# <p style="text-align:center;">Tensorflow - VI</p>
---
*<p style="text-align:right;">Reference: Tensorflow Official Docs</p>*


In [1]:
import tensorflow as tf
import numpy as np
import timeit
from datetime import datetime

# Introduction to Modules, Layers & Models
## Overview
To do machine learning in TensorFlow, you are likely to need to define, save, and restore a model.

A model is, abstractly:

* A function that computes something on tensors (a forward pass)
* Some variables that can be updated in response to training

In this guide, you will go below the surface of Keras to see how TensorFlow models are defined. This looks at how TensorFlow collects variables and models, as well as how they are saved and restored.

In [2]:
%load_ext tensorboard

## 1. Defining models and layers in Tensorflow

Most models are made of layers. Layers are functions with a known mathematical structure that can be reused and have trainable varaibles. In Tensorflow, most high-level implementations of layers and models, such as Keras or Sonnet, are built on the same foundational class: `tf.Module`

Here's an example of very simple `tf.Module` that operates on a scalar tensor:

In [3]:
class SimpleModule(tf.Module):
    def __init__(self,name=None):
        super().__init__(name=name)
        self.a_variable = tf.Variable(5.0, name = 'train_me')
        self.non_trainable_variable = tf.Variable(5.0, trainable = False, name = 'do_not_train_me')
    def __call__(self,x):
        return self.a_variable*x + self.non_trainable_variable #wx + b
simple_module = SimpleModule(name = 'simple')

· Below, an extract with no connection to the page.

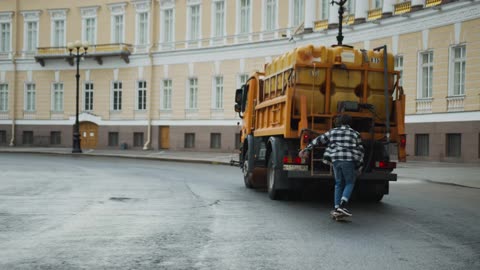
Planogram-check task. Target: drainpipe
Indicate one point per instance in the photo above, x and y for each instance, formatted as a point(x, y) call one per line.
point(148, 143)
point(14, 62)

simple_module(tf.constant(5.0))

<tf.Tensor: shape=(), dtype=float32, numpy=30.0>

Modules and, by extension, layers are deep-learning terminology for "objects": they have internal state, and methods that use that state.

There is nothing special about `__call__` except to act like a Python callable; you can invoke your models with whatever functions you wish.

You can set the trainability of variables on and off for any reason, including freezing layers and variables during fine-tuning.

By subclassing `tf.Module`, any `tf.Variable` ot `tf.Module` instances assigned to this object's properties are automatically collected. This allows you to save and load variables

In [4]:
print("trainable variables:", simple_module.trainable_variables)
print("all trainable variables:", simple_module.variables)

trainable variables: (<tf.Variable 'train_me:0' shape=() dtype=float32, numpy=5.0>,)
all trainable variables: (<tf.Variable 'train_me:0' shape=() dtype=float32, numpy=5.0>, <tf.Variable 'do_not_train_me:0' shape=() dtype=float32, numpy=5.0>)


This is an example of a two-layer linear layer model made out of modules.

First a dense (linear) layer:

In [5]:
# defining what a single perceptron would do -> does relu(w.T * X + b)
# and returns it 
class Dense(tf.Module):
    def __init__(self, in_features, out_features, name = None):
        super().__init__(name=name)
        self.w = tf.Variable(tf.random.normal([in_features,out_features]), name = 'w')
        self.b = tf.Variable(tf.zeros([out_features]), name = 'b')
    def __call__(self,x):
        y = tf.matmul(x, self.w) + self.b
        return tf.nn.relu(y)

**Understand the matrix operations**

`w` and `b` are initialised inside the `Dense` class as (`in_features`, `out_features`)  and (`out_features`,) matrix respectively, as defined in the class and gets multiplied by a array given by the user when creating an instance of the `SequentialModel` class. 

In this case for 1st dense layer
- we supply a costant [2,2,2]. Call it x
- `w` is initalised as a (3,3) matrix with random numbers from normal distribution
- b is a (3,1) bias vector filled with zeros
- we multiply x and w ((1,3) X (3,3)) to get (1,3) resulting array

In [6]:
W = tf.Variable(tf.random.normal([3,3]), name = 'W')
B = tf.Variable(tf.zeros([3]), name = 'B')
X = tf.constant([[2.0,2.0,2.0]])

imd = tf.matmul(X,W)

In [7]:
print(imd)

tf.Tensor([[-1.8021361  2.0239859  1.3632247]], shape=(1, 3), dtype=float32)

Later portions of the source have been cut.